Teruntuk alumni Pondok Modern Darussalam Gontor.
Ingatkah kita pada salah satu momen paling bersejarah di hidup kita. Momen di mana tinggal satu kedipan mata lagi gelar alumni akhirnya disematkan pada diri kita. Momen itu adalah haflatul wada', pertemuan terakhir sebagai sosok santri. Pada pertemuan itu para calon alumni dibagikan sejilid kertas bertajuk: Wasiat, Pesan, Nasehat, & Harapan, dari judulnya saja sudah tergambarkan seberapa keramatnya tulisan ini. Dan bagaimana ia dijilid sekali-kali tidak membuatnya kehilangan kemegahannya.
Lalu pertanyaannya, sejauh mana kita mendalami isinya? Sudah berapa kali
kita tamat membacanya? Apakah tiga kali? Dua kali? Atau jangan-jangan sekalipun
belum pernah? Atau malah kita tidak terlalu peduli dengan tulisan ini? Atau malah sudah berdebu tidak dihiraukan bertahun-tahun, bahkan
dilupakan dan sekarang entah di mana.
Isi buku ini memang selalu dibacakan ketika 'khataman', dan siswa akhir
diberi buku ini untuk pegangan dalam mengarungi fase hidup yang baru sebagai alumni. Namun, apakah kita akan menjadikan tulisan
sekeramat ini hanya sebatas formalitas acara khataman. Apakah serendah itu kita
memaknai isi buku ini?
Jika kita membaca buku ini, akan kita
dapati bahwa setiap huruf yang merajut kalimat di
dalamnya mengandung makna, jiwa, dan cinta. Tak terbayang bagaimana haru telah
menyelimuti jemari beliau-beliau ketika menulis wasiat-wasiat ini. Mungkinlah
peluh beliau-beliau menetes ketika merangkai kalimat-kalimat ini.

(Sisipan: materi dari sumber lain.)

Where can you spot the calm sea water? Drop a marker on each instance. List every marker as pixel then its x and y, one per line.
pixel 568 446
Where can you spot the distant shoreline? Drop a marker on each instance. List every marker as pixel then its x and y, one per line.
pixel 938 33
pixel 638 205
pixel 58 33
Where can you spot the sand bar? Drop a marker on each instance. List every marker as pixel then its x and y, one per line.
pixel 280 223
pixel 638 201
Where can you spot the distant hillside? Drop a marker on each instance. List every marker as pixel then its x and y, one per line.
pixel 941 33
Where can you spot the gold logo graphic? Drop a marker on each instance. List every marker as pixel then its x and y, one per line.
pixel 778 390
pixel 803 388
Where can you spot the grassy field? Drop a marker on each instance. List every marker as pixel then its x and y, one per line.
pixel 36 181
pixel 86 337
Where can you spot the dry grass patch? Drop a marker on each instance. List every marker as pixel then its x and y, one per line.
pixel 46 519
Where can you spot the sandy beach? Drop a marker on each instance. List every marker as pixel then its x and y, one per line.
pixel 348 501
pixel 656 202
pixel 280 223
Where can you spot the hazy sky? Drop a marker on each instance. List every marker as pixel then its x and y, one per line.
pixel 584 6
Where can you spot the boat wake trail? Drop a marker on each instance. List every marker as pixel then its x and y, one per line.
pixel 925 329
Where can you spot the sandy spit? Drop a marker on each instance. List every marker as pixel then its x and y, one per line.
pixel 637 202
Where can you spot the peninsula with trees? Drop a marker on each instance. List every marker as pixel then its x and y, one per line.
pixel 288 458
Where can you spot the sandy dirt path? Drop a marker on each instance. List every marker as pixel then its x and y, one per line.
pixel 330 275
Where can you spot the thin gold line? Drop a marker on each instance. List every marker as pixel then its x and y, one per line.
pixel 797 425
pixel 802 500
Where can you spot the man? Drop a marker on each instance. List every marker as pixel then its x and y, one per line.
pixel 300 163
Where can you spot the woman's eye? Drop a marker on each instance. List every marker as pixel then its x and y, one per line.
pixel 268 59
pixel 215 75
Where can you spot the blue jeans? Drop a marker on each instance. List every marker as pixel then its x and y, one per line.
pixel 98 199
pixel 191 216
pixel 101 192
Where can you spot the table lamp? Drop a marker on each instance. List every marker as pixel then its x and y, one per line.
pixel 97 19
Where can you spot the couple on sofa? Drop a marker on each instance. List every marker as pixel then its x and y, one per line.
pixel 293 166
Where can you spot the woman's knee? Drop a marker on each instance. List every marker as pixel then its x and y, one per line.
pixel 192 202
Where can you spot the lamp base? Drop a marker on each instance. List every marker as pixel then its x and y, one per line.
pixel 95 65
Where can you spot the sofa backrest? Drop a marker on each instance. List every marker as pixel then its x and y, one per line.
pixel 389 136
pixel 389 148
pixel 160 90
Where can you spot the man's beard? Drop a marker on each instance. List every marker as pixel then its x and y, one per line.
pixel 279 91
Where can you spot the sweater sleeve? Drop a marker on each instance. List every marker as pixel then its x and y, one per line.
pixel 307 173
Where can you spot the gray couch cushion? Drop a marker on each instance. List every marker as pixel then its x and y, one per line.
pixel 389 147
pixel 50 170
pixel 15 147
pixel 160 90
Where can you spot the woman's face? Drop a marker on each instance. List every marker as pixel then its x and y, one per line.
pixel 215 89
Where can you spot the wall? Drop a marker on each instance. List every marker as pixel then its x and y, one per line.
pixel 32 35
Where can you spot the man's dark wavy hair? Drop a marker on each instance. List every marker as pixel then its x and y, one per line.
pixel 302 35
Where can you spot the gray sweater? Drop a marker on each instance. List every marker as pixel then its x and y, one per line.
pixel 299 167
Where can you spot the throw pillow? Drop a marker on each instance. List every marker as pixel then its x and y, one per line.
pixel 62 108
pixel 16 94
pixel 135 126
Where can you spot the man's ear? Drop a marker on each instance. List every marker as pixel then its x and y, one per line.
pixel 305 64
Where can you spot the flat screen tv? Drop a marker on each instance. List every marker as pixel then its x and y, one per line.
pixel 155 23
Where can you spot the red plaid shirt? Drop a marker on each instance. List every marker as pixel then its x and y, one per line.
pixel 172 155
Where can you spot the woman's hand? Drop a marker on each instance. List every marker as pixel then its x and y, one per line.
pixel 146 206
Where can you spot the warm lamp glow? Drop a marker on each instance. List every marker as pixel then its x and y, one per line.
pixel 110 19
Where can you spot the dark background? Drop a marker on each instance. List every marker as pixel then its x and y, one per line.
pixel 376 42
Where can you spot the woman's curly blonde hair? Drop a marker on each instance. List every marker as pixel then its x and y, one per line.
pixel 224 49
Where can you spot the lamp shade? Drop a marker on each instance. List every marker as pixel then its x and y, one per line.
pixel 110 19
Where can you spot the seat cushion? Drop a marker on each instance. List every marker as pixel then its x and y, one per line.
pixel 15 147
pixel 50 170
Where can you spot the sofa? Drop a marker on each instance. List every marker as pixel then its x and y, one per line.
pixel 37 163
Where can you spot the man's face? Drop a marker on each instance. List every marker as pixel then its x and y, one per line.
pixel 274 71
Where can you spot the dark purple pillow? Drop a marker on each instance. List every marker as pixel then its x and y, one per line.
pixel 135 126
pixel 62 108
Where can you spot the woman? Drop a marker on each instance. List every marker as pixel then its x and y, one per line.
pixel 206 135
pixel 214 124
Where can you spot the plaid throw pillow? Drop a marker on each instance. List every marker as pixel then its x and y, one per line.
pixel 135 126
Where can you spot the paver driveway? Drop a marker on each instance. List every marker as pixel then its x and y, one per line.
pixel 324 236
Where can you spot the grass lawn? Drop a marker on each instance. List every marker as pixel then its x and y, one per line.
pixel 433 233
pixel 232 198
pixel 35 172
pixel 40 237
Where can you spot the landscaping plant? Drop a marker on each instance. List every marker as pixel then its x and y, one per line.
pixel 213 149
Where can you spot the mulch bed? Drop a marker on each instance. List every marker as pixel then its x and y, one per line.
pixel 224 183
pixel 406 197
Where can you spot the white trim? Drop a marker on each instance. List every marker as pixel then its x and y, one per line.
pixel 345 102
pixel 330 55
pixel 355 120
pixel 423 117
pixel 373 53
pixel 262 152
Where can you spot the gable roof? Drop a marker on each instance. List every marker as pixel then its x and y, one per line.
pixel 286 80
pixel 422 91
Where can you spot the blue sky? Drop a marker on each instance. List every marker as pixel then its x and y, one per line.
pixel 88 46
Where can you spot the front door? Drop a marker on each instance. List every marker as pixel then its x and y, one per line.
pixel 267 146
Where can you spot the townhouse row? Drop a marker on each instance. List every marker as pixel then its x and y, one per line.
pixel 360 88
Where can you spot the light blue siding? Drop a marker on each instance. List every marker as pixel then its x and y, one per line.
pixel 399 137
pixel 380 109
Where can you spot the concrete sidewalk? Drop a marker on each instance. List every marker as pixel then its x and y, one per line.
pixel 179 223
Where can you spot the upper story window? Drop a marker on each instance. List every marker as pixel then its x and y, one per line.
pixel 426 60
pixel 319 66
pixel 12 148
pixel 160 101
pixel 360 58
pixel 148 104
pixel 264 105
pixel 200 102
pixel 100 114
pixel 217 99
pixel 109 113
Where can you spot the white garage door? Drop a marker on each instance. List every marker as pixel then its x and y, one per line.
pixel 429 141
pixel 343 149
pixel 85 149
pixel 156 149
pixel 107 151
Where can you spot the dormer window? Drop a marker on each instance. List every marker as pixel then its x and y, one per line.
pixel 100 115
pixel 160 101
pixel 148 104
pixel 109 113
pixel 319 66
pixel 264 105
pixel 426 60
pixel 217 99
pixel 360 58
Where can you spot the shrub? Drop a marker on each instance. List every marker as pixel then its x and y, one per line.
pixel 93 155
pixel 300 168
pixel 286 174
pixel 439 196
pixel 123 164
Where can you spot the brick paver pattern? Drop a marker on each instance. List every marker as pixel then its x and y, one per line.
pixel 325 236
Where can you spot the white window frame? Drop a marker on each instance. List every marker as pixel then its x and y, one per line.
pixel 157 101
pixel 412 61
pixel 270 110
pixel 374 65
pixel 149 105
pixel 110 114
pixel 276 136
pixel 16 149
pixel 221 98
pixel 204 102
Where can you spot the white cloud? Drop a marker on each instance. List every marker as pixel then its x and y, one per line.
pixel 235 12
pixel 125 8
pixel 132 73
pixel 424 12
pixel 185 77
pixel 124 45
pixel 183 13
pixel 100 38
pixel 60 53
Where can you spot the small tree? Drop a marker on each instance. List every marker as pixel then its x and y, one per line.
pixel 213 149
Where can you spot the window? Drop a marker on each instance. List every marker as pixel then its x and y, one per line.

Seorang karib yang harus meninggalkan sahabatnya pastilah merasakan perasaan duka yang mendalam, atau wali kelas yang harus berpisah dengan murid-muridnya juga terkadang tak kuasa membendung air mata, juga alumni-alumni yang meninggalkan almamaternya, orang tua yang harus berpisah dengan anak-anaknya, apalagi beliau-beliau yang harus berpisah dengan santri-santri tercintanya yang sudah bersama dari kecil sehingga dewasa. Sosok yang sudah merintis lembaga sebesar ini dari nol harus berpisah dengan anak-anak yang sangat dicintai demi membawa harapan mulia demi umat. Nurani mana yang tak haru? Hati mana yang tak biru? Tegakah kita membiarkan buku itu berdebu?
“Bosankah kami/saya kepada anak-anakku sekalian? Ketahuilah orang yang cinta, orang yang tahu kepentingan, tidak merasa bosan. Tidak ada orang yang bosan melihat anaknya!” (K.H. Imam Zarkasyi).
“Selama rasa cinta-mencintai telah mendalam dalam hati, kita dapat berbicara sehari-hari.” (K.H Ahmad Sahal)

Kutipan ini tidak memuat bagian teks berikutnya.